Ces premières observations, accompagnées d’autres qui sortent du strict cadre du commerce, montrent qu’au-delà des conséquences lourdes à courts termes, notamment sur les risques d’accroissement du chômage, de la vacance, les villes, petites comme moyennes ont des opportunités à saisir résolument.

  1. La gestion de la crise, la recherche de solutions et leurs mises en œuvre ont montré l’importance de la clarté au sein de la chaine de décision. « Qui doit (ou peut) décider de quoi ? ». Cette question a émergé notamment avec la problématique des marchés, ou de l’organisation par exemple, des livraisons pour savoir qui du maire ou du préfet devait décider.
  2. Quelle seront les modalités de détermination de la valeur locative et vénale des actifs commerciaux ? Et quel sera l’importance des réajustements à attendre d’une crise économique à court terme ? La valorisation, fondée principalement sur l’importance des flux offerts, se trouve remise en cause par le principe du filtrage et du contrôle des flux ; comment différencier deux magasins de même surface, mais l’un situé sur le boulevard Haussmann à Paris et l’autre rue de Béthune à Lilles. Certes, si cet exemple est extrême, il montre néanmoins l’inévitable prise en compte d’autres critères, tenant non seulement aux profils des clients, mais également comme déjà évoqué, aux nouvelles fonctionnalités et modularités dont devront être dotées les magasins. Peut être assistera t on à un ajustement des valeurs, qui pourraient gommer les extrêmes et redonner un peu de dynamique à celles intermédiaires, dont la tenue est indispensable à l’attraction des investisseurs ?
  3. Quel avenir pour les centres commerciaux, s’ils devaient subir la double peine du contrôle des flux à l’entrée et au sein de chaque magasin ? Quelles nouvelles locomotives si les conditions d’exploitation de la restauration et plus généralement des loisirs devaient être durablement contraintes ?

En résumé :

Les premières observations montrent qu’au travers de cette crise sanitaire, ce sont quelques-uns des fondements de notre système de distribution, qui sont mis à mal, à commencer par le principe que le commerce serait d’abord affaire de « mass-market ».

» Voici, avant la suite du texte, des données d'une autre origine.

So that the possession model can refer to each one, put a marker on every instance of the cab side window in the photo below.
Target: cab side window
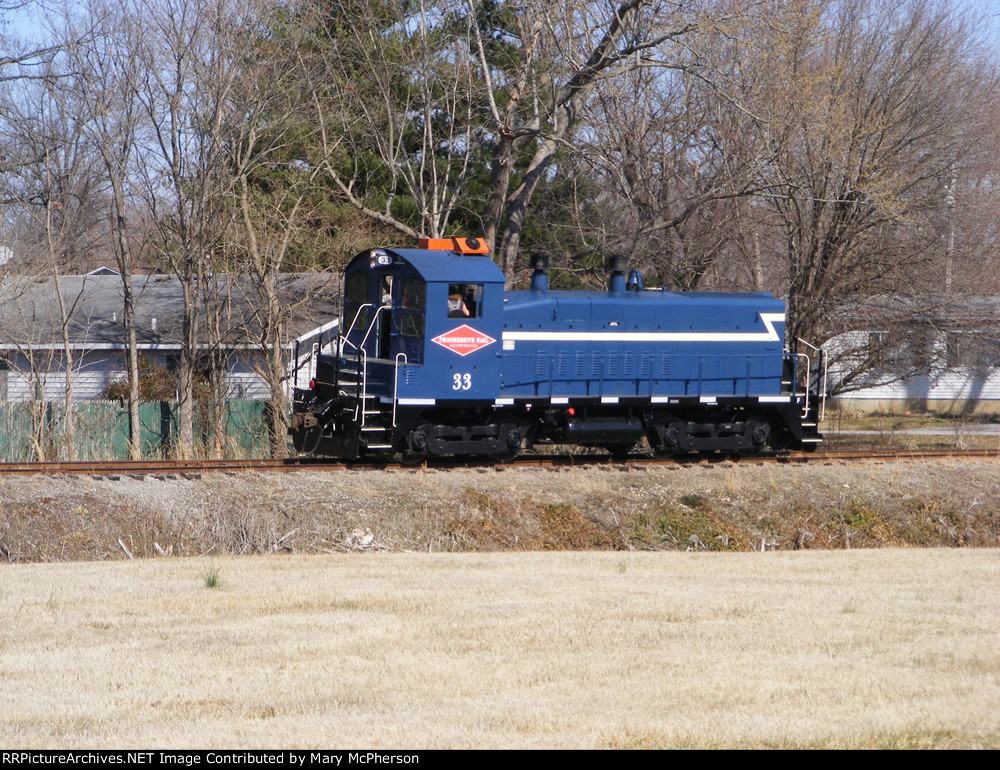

La recherche de la massification des flux, pour doper sans cesse les rendements en termes de chiffres d’affaires, eux même maintenus à coup de promotion, de bas prix, ou de renouvellement incessant de l’offre comme si cela pouvait éternellement maintenir l’appétit des consommateurs vient de se heurter au mur du COVID-19.

Le consommateur a (peut-être) découvert, qu’il peut vivre de manière (un peu) plus frugale, qu’il peut (peut-être) accepter de ne pas rechercher systématiquement le prix, pour autant qu’il ait le service, la proximité, au sein d’un environnement où il peut vivre en cohérence avec ses aspirations. Cela fera très certainement de plus en plus partie de ce à quoi les enseignes devront pouvoir répondre.